A repository for all open source tokenizers and filters from shopping24.
AnalyzingSentenceTokenizer
This analyzer will filter sentences from text in a efficient way that contains a lot (defined by a threshold) of stopwords. Could be used as a filter for SEO-text from product descriptions.
Example usage in your field types after you put the jar (solr-analyzers-<VERSION>-jar-with-dependencies.jar
) into your solr lib
dir:
<!-- Use the sentence tokenizer, which removes "noise" sentences and keeps only "signal" -->
<tokenizer class="com.s24.search.solr.analyzers.AnalyzingSentenceTokenizerFactory"

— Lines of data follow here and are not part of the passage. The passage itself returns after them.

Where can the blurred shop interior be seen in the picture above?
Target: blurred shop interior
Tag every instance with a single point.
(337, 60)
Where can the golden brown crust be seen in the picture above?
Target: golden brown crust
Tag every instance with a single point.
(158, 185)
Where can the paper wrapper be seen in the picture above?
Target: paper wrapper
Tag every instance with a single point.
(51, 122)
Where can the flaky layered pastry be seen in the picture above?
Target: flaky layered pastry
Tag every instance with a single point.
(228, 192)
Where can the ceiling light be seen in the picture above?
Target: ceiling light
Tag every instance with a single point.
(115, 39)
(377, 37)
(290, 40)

stopwordfile="list_of_stopwords.txt"
filter="true" />
Arguments:
stopwordfile (required)
: List of stopwords.filter
: Set to true if the sentences should be filtered out.commaWordThreshold
: Threshold that defines the "comma density" that, if exceeded, causes a sentence to be split into sub-sentences that are analyzed individually.maxStopwordRatio
: Ratio of stopwords exceeds this threshold, the sentence is filtered out.minSentenceLength
: Sentence must contain at least this many words, otherwise it is not analyzed and always emitted.
Building the project
This should install the current version into your local repository
$ mvn clean install
Releasing the project to maven central
Define new versions
$ export NEXT_VERSION=<version>
$ export NEXT_DEVELOPMENT_VERSION=<version>-SNAPSHOT
Then execute the release chain
$ mvn org.codehaus.mojo:versions-maven-plugin:2.0:set -DgenerateBackupPoms=false -DnewVersion=$NEXT_VERSION
$ git commit -a -m "pushes to release version $NEXT_VERSION"
$ mvn -P release
Wait for the release to be accepted. Then increment to next development version:
$ git tag -a v$NEXT_VERSION -m "`curl -s http://whatthecommit.com/index.txt`"

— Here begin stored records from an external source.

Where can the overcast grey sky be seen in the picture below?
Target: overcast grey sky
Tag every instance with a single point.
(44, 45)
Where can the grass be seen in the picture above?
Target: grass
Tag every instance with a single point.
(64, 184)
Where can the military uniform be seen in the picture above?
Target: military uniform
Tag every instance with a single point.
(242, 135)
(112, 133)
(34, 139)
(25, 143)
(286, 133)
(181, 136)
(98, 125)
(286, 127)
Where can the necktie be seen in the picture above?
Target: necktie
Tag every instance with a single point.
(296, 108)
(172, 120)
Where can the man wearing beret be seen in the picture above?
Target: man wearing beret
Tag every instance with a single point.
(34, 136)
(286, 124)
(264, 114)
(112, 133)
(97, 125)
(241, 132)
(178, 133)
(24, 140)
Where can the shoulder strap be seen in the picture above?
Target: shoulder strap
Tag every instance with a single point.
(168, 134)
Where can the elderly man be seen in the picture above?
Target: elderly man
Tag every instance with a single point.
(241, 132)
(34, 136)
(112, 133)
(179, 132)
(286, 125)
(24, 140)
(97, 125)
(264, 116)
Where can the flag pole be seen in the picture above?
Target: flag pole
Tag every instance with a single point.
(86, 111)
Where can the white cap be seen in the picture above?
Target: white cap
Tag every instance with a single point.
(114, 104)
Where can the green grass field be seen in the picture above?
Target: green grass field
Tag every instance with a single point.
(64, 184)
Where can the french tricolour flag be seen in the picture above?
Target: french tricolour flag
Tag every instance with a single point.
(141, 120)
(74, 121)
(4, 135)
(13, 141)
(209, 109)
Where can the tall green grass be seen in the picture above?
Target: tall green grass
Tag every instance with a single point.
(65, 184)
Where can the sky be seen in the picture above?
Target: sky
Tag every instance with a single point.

$ mvn org.codehaus.mojo:versions-maven-plugin:2.0:set -DgenerateBackupPoms=false -DnewVersion=$NEXT_DEVELOPMENT_VERSION
$ git commit -a -m "pushes to development version $NEXT_DEVELOPMENT_VERSION"

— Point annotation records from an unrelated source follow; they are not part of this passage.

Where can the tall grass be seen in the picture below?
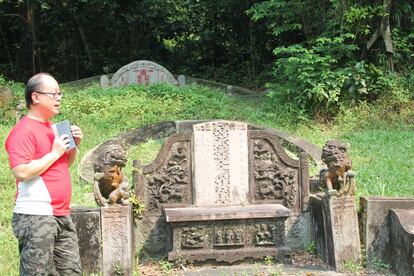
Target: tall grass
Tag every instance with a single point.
(382, 153)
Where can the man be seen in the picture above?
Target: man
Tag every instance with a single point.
(40, 161)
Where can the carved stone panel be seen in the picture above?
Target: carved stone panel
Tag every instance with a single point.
(228, 240)
(335, 229)
(275, 177)
(117, 239)
(192, 237)
(229, 236)
(220, 163)
(168, 180)
(266, 234)
(142, 72)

$ git push origin tag v$NEXT_VERSION && git push origin
Some link regarding Maven central deployment:
- http://central.sonatype.org/pages/ossrh-guide.html
- http://central.sonatype.org/pages/apache-maven.html
- http://central.sonatype.org/pages/working-with-pgp-signatures.html#generating-a-key-pair
- http://maven.apache.org/guides/mini/guide-encryption.html
- http://central.sonatype.org/pages/releasing-the-deployment.html
- https://oss.sonatype.org/#stagingRepositories
License
This project is licensed under the Apache License, Version 2.